The upcoming Philadelphia College Festival is “part of a larger effort” to attract students to the Philadelphia region and keep them here after they have graduated, according to city and non-profit officials.
The Festival will feature a week of activities aimed at local college students, and will kick off Saturday with a free concert on Ben Franklin Parkway with the Roots and the Mighty Mighty Bosstones.
All of the Parkway’s museums, such as the Franklin Institute, will have free admission for college students with ID on Saturday.
During the following week through Sept. 28, various activities will take place throughout the city.
Students will be able to buy a one-day pass for SEPTA for $10 that allows them to ride all of the city’s transit system to get to and from events. Students can also get discounts with their pass.
The College Festival is designed to acquaint students with the social opportunities available to students in Philadelphia, according to Deputy Director of Commerce Duane Bumb.
“From a larger perspective [beyond the Festival], the city wants to attract students to Philadelphia and keep them here,” said Bumb.
To this end, the city, non-profit groups and local corporations have designed a three-stage strategy, according to the Director of Campus Philly, John Herrmann.
Campus Philly is a non-profit organization that runs campusphilly.org, a website Herrmann says is intended to connect college students in the region “to each other and their communities.”

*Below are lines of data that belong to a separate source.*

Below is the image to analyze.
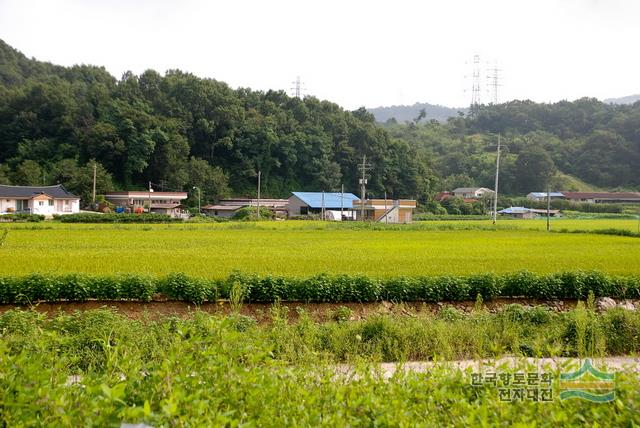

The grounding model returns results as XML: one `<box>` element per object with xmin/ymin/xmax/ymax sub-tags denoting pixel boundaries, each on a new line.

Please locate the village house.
<box><xmin>498</xmin><ymin>206</ymin><xmax>561</xmax><ymax>219</ymax></box>
<box><xmin>560</xmin><ymin>192</ymin><xmax>640</xmax><ymax>204</ymax></box>
<box><xmin>452</xmin><ymin>187</ymin><xmax>495</xmax><ymax>200</ymax></box>
<box><xmin>105</xmin><ymin>190</ymin><xmax>189</xmax><ymax>218</ymax></box>
<box><xmin>287</xmin><ymin>192</ymin><xmax>359</xmax><ymax>219</ymax></box>
<box><xmin>526</xmin><ymin>192</ymin><xmax>566</xmax><ymax>202</ymax></box>
<box><xmin>202</xmin><ymin>198</ymin><xmax>289</xmax><ymax>218</ymax></box>
<box><xmin>352</xmin><ymin>199</ymin><xmax>417</xmax><ymax>223</ymax></box>
<box><xmin>0</xmin><ymin>184</ymin><xmax>80</xmax><ymax>216</ymax></box>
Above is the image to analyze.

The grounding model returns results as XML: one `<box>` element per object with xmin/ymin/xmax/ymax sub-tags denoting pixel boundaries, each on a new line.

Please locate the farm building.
<box><xmin>0</xmin><ymin>184</ymin><xmax>80</xmax><ymax>216</ymax></box>
<box><xmin>105</xmin><ymin>191</ymin><xmax>189</xmax><ymax>218</ymax></box>
<box><xmin>287</xmin><ymin>192</ymin><xmax>359</xmax><ymax>219</ymax></box>
<box><xmin>202</xmin><ymin>198</ymin><xmax>288</xmax><ymax>218</ymax></box>
<box><xmin>352</xmin><ymin>199</ymin><xmax>417</xmax><ymax>223</ymax></box>
<box><xmin>498</xmin><ymin>207</ymin><xmax>561</xmax><ymax>219</ymax></box>
<box><xmin>452</xmin><ymin>187</ymin><xmax>494</xmax><ymax>200</ymax></box>
<box><xmin>526</xmin><ymin>192</ymin><xmax>565</xmax><ymax>202</ymax></box>
<box><xmin>561</xmin><ymin>192</ymin><xmax>640</xmax><ymax>204</ymax></box>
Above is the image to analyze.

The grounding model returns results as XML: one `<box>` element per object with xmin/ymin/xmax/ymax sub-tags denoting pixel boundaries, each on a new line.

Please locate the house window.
<box><xmin>39</xmin><ymin>201</ymin><xmax>44</xmax><ymax>206</ymax></box>
<box><xmin>49</xmin><ymin>200</ymin><xmax>54</xmax><ymax>206</ymax></box>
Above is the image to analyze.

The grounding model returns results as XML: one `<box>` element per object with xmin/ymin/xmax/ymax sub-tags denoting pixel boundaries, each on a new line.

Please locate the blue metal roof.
<box><xmin>498</xmin><ymin>206</ymin><xmax>531</xmax><ymax>214</ymax></box>
<box><xmin>291</xmin><ymin>192</ymin><xmax>359</xmax><ymax>209</ymax></box>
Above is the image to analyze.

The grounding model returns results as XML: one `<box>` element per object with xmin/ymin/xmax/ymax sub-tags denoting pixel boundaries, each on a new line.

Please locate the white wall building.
<box><xmin>0</xmin><ymin>184</ymin><xmax>80</xmax><ymax>216</ymax></box>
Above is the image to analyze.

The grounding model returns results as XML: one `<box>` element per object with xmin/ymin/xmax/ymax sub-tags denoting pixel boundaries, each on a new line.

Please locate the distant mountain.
<box><xmin>603</xmin><ymin>94</ymin><xmax>640</xmax><ymax>105</ymax></box>
<box><xmin>367</xmin><ymin>102</ymin><xmax>465</xmax><ymax>124</ymax></box>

The Campus Philly Website and the College Festival represent one part of this strategy, namely, to make students familiar with Philadelphia as a place to live.
“I think a lot of students feel that events [in Philadelphia] are for people besides them,” he added.

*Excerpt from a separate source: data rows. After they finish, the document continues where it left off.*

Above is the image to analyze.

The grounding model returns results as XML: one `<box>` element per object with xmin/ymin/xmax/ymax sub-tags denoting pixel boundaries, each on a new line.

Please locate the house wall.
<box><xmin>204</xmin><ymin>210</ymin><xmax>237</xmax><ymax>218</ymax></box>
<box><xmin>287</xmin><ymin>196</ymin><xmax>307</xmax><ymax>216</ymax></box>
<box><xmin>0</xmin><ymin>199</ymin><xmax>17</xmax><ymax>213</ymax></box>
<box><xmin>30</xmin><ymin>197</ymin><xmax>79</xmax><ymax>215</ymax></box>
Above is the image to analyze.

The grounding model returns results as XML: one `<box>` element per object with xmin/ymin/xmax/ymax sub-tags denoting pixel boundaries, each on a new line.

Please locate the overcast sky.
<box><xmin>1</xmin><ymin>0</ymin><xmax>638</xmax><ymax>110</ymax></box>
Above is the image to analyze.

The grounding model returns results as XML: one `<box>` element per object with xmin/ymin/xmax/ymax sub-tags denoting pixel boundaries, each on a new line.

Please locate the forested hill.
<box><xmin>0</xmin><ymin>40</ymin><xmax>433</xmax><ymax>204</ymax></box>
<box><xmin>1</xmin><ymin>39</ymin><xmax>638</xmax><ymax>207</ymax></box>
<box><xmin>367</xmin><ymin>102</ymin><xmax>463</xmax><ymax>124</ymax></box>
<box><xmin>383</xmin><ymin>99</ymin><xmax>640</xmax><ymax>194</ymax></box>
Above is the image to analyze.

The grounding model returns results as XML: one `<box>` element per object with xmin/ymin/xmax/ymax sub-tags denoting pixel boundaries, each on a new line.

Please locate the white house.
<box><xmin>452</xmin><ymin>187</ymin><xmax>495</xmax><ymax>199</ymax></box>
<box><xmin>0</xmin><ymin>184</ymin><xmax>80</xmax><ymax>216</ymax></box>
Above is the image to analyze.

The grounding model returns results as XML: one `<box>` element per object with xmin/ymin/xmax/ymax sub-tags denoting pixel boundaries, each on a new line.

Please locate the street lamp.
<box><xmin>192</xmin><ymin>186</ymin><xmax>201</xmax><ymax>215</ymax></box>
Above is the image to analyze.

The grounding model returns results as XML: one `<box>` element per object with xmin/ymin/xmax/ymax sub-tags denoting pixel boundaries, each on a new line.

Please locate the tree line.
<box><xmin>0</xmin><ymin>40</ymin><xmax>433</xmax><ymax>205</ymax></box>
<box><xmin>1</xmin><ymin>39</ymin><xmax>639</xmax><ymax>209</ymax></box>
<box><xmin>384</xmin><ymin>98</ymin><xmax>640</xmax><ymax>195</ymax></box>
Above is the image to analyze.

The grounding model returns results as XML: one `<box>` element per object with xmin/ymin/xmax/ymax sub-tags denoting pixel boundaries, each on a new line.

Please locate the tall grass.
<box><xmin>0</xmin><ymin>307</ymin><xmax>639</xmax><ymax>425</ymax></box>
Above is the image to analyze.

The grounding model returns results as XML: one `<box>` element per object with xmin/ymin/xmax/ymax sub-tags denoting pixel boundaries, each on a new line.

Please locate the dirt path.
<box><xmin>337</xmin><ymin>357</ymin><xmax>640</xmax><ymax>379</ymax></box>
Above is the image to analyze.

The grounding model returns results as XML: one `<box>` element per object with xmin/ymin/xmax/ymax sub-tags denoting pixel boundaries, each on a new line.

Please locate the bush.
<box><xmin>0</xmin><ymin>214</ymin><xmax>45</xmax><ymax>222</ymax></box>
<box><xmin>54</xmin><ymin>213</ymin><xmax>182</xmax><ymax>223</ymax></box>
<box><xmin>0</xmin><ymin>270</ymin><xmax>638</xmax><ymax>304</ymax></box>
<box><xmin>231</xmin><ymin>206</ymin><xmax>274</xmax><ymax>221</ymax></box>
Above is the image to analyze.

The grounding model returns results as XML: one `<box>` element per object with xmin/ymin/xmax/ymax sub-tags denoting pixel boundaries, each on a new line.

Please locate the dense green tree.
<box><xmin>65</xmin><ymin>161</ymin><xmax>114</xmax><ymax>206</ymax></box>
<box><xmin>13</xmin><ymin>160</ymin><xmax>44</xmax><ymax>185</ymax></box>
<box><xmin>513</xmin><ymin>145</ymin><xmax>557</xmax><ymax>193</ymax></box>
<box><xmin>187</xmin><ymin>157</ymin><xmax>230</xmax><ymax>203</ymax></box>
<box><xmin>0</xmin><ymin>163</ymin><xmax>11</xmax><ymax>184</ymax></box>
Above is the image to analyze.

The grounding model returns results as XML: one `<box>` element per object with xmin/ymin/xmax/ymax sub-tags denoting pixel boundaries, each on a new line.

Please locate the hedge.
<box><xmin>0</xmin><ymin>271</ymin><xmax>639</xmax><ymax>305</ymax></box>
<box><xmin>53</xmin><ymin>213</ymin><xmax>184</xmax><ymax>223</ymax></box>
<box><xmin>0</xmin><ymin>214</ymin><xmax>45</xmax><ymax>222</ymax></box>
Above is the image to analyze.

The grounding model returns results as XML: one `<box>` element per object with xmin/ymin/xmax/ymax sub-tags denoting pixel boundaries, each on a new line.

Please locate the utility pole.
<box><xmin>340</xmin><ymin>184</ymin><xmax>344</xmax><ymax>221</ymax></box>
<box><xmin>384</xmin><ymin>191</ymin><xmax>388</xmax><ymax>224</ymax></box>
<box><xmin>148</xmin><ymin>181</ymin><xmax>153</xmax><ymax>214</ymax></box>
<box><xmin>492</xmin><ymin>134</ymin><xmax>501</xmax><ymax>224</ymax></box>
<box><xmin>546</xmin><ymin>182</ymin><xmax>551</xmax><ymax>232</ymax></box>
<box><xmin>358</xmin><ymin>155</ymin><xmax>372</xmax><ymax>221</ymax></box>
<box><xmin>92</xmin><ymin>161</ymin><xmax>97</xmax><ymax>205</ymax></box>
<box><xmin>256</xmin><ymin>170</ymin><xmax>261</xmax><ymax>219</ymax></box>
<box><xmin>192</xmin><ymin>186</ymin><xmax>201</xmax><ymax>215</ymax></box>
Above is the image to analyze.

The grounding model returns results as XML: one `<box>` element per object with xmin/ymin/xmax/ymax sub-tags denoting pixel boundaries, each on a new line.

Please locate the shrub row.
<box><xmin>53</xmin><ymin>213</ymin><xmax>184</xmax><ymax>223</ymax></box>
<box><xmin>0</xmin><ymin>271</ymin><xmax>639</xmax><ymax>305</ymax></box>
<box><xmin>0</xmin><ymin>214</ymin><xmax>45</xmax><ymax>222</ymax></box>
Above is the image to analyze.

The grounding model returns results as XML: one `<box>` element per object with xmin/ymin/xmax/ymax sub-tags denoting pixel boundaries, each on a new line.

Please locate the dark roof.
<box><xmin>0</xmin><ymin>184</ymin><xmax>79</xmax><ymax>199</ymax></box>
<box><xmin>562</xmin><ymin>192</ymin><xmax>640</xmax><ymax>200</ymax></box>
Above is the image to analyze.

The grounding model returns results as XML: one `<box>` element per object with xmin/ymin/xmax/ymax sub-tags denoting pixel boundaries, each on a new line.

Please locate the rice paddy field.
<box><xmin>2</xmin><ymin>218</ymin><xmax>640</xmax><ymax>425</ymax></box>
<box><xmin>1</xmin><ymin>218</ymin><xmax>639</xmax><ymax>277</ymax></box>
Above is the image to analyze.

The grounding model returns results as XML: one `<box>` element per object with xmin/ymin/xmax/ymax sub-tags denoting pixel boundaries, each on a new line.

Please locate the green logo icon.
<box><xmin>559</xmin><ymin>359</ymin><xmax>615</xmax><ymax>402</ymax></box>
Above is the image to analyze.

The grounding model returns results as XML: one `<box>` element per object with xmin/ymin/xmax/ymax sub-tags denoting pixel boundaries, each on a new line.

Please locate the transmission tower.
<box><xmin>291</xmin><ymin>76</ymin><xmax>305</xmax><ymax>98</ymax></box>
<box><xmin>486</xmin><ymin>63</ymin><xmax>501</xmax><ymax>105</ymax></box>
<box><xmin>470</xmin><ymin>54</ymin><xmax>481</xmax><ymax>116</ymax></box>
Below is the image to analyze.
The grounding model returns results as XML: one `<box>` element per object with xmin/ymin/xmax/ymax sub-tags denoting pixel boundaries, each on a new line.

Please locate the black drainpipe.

Local corporations in the “knowledge industry” are particularly interested in getting more students to stay in the region. According to Bumb, the knowledge industry is made up of companies in fields like biotechnology and scientific research.

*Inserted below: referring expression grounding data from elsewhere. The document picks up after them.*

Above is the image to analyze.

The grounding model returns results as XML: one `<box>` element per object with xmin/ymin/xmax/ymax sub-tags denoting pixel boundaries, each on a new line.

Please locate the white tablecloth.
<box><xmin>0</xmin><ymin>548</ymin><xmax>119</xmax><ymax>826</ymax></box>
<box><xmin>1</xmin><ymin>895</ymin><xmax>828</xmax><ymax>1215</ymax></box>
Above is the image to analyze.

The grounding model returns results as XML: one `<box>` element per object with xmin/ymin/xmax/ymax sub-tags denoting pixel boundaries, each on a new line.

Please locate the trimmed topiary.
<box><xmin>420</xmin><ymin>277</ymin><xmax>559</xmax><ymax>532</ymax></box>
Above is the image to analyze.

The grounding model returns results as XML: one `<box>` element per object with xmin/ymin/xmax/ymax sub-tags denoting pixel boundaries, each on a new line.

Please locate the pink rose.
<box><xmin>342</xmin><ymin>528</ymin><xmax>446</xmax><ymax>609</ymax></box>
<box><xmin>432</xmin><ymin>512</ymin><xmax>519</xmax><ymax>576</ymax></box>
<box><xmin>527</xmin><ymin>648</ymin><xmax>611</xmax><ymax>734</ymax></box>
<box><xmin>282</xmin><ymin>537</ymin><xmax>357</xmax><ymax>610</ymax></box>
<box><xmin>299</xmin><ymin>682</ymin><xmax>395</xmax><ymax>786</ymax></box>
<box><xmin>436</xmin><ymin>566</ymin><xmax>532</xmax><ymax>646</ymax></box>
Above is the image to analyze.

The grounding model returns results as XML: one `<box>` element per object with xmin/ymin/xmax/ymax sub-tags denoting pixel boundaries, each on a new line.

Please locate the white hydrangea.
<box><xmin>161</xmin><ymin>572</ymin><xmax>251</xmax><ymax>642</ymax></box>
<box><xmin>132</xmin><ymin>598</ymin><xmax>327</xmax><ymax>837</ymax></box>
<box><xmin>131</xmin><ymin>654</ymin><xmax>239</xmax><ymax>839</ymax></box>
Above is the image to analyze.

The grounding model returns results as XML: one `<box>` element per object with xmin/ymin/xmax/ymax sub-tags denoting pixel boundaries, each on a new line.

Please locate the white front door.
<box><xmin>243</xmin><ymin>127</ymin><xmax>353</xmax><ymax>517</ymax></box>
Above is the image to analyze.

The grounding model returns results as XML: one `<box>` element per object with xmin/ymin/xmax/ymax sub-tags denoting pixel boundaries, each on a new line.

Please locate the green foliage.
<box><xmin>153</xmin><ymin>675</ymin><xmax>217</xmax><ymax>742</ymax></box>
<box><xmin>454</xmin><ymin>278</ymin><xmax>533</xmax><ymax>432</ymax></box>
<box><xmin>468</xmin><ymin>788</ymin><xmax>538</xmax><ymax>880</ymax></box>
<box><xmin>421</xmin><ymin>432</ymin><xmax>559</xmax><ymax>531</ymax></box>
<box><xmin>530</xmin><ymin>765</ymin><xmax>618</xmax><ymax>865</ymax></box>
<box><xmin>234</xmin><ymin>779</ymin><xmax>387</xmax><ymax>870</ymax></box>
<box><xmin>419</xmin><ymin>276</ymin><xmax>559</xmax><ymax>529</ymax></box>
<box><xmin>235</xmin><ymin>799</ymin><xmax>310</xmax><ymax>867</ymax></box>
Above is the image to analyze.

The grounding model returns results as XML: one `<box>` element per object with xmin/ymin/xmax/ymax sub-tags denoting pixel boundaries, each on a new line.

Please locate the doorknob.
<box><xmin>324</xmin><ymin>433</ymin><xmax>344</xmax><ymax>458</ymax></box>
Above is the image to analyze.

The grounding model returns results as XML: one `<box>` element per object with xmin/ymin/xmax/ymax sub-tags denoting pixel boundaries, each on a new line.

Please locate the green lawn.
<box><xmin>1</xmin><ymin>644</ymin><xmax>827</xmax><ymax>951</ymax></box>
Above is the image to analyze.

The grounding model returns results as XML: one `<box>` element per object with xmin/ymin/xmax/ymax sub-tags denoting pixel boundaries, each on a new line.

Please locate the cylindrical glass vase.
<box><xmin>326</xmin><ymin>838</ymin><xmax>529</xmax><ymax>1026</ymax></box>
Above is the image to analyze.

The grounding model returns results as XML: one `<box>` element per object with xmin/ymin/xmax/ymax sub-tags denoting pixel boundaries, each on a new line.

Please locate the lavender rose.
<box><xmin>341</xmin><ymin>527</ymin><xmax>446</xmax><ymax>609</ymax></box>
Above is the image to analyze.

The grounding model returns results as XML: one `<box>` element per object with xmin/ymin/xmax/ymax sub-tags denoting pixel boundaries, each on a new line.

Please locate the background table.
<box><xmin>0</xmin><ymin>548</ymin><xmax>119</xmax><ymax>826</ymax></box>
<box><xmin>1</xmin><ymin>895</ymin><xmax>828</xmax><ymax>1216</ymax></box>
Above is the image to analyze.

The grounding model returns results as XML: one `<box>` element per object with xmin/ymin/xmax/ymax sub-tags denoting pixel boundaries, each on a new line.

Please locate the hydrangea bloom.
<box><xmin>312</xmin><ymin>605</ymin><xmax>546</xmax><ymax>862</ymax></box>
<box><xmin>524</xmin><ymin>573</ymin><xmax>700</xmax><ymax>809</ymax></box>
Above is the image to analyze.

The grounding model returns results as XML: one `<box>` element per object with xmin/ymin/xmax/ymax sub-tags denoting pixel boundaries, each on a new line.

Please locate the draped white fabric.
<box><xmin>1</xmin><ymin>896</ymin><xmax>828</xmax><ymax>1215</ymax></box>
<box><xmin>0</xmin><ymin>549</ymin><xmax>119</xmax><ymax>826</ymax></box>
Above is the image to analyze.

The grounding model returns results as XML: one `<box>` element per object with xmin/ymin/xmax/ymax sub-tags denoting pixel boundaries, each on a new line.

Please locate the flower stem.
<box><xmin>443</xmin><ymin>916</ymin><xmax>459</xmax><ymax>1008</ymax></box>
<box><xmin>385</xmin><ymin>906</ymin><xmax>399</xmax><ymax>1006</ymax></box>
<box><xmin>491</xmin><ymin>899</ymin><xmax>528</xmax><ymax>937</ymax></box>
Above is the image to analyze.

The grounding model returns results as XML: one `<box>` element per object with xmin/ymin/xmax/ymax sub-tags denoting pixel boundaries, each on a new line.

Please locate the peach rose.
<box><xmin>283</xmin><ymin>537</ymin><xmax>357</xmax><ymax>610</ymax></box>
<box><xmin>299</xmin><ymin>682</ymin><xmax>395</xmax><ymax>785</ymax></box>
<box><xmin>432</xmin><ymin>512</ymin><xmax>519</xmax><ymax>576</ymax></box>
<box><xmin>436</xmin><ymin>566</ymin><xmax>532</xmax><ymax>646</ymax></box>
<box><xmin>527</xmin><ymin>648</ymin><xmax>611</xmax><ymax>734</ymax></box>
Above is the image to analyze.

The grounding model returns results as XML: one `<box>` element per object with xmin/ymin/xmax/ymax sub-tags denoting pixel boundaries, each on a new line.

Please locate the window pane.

“However, regardless of major, with the fast changing economy, liberal arts students are in a great position to take advantage of career opportunities,” Bumb said.
He added that “Fall was the right time to introduce students to the assets and amenities” of Philadelphia through the College Festival.
“We want to show people why Philadelphia is a great place to live,” said Bumb.
He described the SEPTA pass as a way to get students acquainted with the city’s public transportation system.
He said that many students from outside the city are uneasy using SEPTA, and they hope to change this.
During the next year, Bumb said, there will be a variety of programs including interview skill seminars and a business plan competition geared towards interesting students in local companies.
Attracting students to Philadelphia is the third goal of the overall initiative. The Knowledge Industry Partnership is leading this effort.
The partnership is a coalition of colleges and universities, civic groups, and businesses, according to the partnership’s project manager, Annette Goldberg.
“We want to make people aware of Philadelphia as a college destination,” said Goldberg.
The partnership is set to begin a marketing campaign to help attract students.
The campaign will include print ads in The New York Times and US News and World Report, as well as “niche marketing” aimed at students with specific interests.
The partnership is also working with Campus Visit Philadelphia, an organization that helps high school students make travel arrangements to visit schools in Philadelphia.
Campus Visit offers discounts on airline and train travel as well hotel stays in the city.